Salisbury représente déjà une étape importante dans la carrière d’Uria heep.
Sortie quelques mois auparavant, le premier album leurs avait value d’être considéré comme un sosie de Deep purple.
Si le rapprochement peut paraitre flatteur pour un premier essaie, il risquait de cantonner le groupe à un rôle de second couteau honorable.

Car le hard rock est encore en pleine construction, et tous ce qui n’est pas neuf semble condamné à mourir.
« Salisbury » doit donc être le virage artistique qui permettra au groupe de booster sa carrière.
Pour cela, Uria Heep ira chercher l’inspiration dans un autre mouvement en pleine construction : le prog rock.

Il est vrai que la voie lyrique de Byron justifiait ce virage plus raffiné et, si on regarde les albums à venir, « salisbury » à bien remplit son rôle d’accélérateur.
« salisbury » a toutefois tendance à en faire un peu trop, ce qui lui vaudra les attaques des fans de prog.

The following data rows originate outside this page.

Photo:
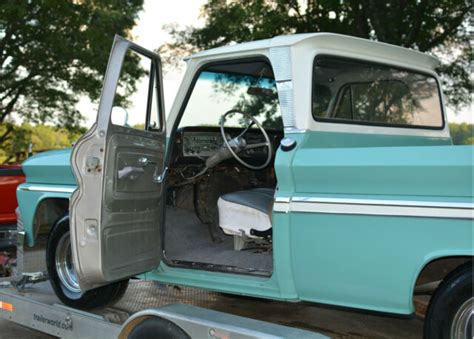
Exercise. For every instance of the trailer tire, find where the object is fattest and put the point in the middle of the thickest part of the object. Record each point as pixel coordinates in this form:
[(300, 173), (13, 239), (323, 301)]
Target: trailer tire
[(451, 309), (62, 274), (156, 327)]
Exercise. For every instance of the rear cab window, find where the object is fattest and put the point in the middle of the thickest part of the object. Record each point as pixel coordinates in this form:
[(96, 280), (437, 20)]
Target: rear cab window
[(352, 91)]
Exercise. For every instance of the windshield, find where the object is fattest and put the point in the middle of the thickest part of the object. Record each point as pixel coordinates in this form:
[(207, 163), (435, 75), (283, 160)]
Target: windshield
[(247, 87)]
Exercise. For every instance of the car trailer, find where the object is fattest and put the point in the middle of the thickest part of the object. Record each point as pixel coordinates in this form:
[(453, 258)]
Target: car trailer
[(167, 311), (38, 308)]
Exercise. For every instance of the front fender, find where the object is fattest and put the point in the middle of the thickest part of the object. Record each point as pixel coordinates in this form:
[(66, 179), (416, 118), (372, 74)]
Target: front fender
[(30, 197)]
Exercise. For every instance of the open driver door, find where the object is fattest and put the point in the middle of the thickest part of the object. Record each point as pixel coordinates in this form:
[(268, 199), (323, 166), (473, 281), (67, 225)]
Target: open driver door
[(119, 168)]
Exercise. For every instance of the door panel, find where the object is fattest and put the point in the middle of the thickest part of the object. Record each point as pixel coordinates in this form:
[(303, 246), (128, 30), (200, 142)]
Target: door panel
[(115, 212)]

Car l’équilibre entre mélodies épiques et riffs rageur n’est pas encore pleinement maitrisé, et le coté expérimental et progressif l’emporte parfois (souvent).
Mais le heep n’est pas Yes et ces expérimentations, aussi passionnantes soit elle, paraissent bien limités comparés aux exploits des progueux anglais.

C’est d’ailleurs ce paradoxe qui rend la critique de cet album compliqué.
Car, malgré ses limites et sa tendance à partir dans des expérimentations pouvant paraitre pompeuses pour du hard rock, « salisbury » est bien un des plus grands albums du heep.
Et c’est aussi ce coté bancal et mal calculé qui fait le charme de cet album.
Car, aussi paradoxale que cela puisse paraitre, le Heep ne pouvait faire cet album qu’à ce stade de sa carrière.

Parce que le publique n’avait pas encore bien définit ce groupe, et que l’époque si prêtait, « salisbury » était l’album qu’il fallait sortir à ce moment la.
Vue sous cette angle, les rythmiques Jazzy , les sonorités folk et la longue suite finale deviennent les témoins d’une créativité inédite.
On oubliera donc les parallèles douteux pour prendre cet album pour ce qu’il est : Un album envoutant témoins d’une liberté créative remarquable.

Et, si ces expérimentation trouveront leurs aboutissement sur « the magician’s birthday » et « desmond and wizard » , il perdront le charme lié aux imperfection de « salisbury ».

En 1973, le groupe hurlera d’ailleurs son amour des décibels à travers un live monumental malgré son manque de finesse.
La page « salisbury » était tournée et on le regretterait presque.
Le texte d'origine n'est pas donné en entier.